Son zamanlarda sık sık sahnede gitar çalarken gördüğümüz Johnny Depp’ten de, kısa bir süre önce, konuyla alakalı ilginç bir beyanat geldi: “Müzik yapan aktörler midemi bulandırıyor.” Johnny Depp’in bunu söylerken bilincinin yerinde olmadığını düşünebilirsiniz; çünkü asıl söylemek istediği şeyi ifade etmenin çok daha iyi (ve çelişki barındırmayan) yolları var. Kendisi aslında aktörlükten elde ettiği ünü, müzik dünyasında kullanmak ve bu işten de kendine kazanç çıkarmak isteyenlere kızgın. Müziğin, sadece müzik için yapılması gerektiğini düşünüyor. Haklı da… Ancak hem iyi oyunculuk yapıp hem de sahnelerin tozunu attırmayı başaran isimlere de haksızlık etmemek lazım. Her ikisini de gerçekten hakkıyla yapan, oyunculuk kadar yaptığı müziğe de değer veren birçok isim var.

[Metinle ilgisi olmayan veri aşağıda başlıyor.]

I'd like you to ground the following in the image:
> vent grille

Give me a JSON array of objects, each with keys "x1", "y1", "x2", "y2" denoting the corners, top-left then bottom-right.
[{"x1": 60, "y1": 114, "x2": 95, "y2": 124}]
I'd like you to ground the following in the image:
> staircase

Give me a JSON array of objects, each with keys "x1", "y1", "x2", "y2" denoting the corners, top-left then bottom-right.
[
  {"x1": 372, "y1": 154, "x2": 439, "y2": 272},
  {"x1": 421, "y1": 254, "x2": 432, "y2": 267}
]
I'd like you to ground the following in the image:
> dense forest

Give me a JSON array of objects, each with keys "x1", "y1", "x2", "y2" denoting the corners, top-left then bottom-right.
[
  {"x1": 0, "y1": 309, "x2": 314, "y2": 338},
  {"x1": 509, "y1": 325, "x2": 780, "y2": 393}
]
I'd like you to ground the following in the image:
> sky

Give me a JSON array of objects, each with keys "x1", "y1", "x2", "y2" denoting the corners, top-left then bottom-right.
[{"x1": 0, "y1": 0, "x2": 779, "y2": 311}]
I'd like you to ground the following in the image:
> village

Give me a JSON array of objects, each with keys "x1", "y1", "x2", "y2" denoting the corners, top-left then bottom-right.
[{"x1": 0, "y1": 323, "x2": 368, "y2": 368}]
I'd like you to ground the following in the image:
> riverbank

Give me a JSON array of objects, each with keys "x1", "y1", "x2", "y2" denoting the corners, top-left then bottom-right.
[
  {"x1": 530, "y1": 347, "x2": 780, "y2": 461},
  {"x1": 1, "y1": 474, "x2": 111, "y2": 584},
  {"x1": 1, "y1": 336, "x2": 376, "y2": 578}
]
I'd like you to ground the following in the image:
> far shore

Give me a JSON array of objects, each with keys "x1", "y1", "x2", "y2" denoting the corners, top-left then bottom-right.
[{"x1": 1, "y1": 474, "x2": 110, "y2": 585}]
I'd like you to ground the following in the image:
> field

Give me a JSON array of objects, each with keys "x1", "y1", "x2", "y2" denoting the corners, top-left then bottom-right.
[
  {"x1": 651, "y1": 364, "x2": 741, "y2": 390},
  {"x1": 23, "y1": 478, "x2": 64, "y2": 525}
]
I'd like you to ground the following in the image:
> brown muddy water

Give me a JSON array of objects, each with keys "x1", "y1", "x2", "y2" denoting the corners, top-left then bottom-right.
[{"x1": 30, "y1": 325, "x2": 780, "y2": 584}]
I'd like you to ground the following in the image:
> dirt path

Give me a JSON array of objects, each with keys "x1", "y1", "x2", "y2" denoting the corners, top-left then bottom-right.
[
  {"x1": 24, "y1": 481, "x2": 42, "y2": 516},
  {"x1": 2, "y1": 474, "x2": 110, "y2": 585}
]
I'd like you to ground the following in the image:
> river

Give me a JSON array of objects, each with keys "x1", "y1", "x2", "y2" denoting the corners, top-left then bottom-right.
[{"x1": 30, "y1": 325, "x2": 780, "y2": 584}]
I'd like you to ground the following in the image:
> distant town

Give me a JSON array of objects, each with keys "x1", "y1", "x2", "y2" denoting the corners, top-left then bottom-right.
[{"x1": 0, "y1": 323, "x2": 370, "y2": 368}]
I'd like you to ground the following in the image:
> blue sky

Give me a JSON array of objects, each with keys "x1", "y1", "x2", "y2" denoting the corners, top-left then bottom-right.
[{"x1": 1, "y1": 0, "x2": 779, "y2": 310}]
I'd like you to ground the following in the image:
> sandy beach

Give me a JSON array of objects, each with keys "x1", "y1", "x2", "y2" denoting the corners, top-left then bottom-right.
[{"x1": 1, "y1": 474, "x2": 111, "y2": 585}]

Johnny Depp’e saygımız sonsuz ancak belli ki kendisi, nasıl olduysa, bu isimleri gözden kaçırmış. Madem öyle, biz de kendisini haksız çıkaracak isimleri buradan analım. Hepsini yazmak mümkün değil ama, işte hem ekran karşısında hem sahne üzerinde beğenimizi toplayan ünlü isimlerden bazıları! –Johnny Depp dahil-
Robert Downey Jr.
Müzikal kariyeri en az oyunculuk kariyeri kadar konuşulması gerekenlerden ilki Robert Downey Jr. Hayatının en zor dönemini atlattıktan sonra, 2004’te çıkardığı albümü The Futurist, caz tınıları taşıyan mükemmel bir albüm. Albümdeki 10 şarkıdan 8’ini kendi yazıp bestelemiş Robert Downey. Piyanoda olduğu kadar, şarkı söylemekte de usta. İlk olarak bu yeteneğini Charlie Chaplin filminin kapanış sahnesinde yer alan ‘Smile’ şarkısını söyleyerek ortaya koymuştu. Sonrasında onu Ally McBeal için şarkılar söylerken gördük. Dizinin kadrolu şarkıcısı Vonda Shepard’la birlikte söylediği şarkılar dizinin soundtrack albümünde de yer aldı. Ardından gelen solo albümü The Futurist ise ilk ve tek albümü oldu Robert Downey’nin. 20’li yaşlarından beri yapmak istediği bu albüm tamamlandıktan sonra profesyonel olarak müziğe pek bulaşmadı. Ara ara konuk şarkıcı olarak katıldığı konserleri saymazsak tabii. Bunlardan en iyisi Sting’in 60 yaşını kutladığı konserde birlikte seslendirdikleri ‘Driven to Tears’ düetidir. Mutlaka dinleyin.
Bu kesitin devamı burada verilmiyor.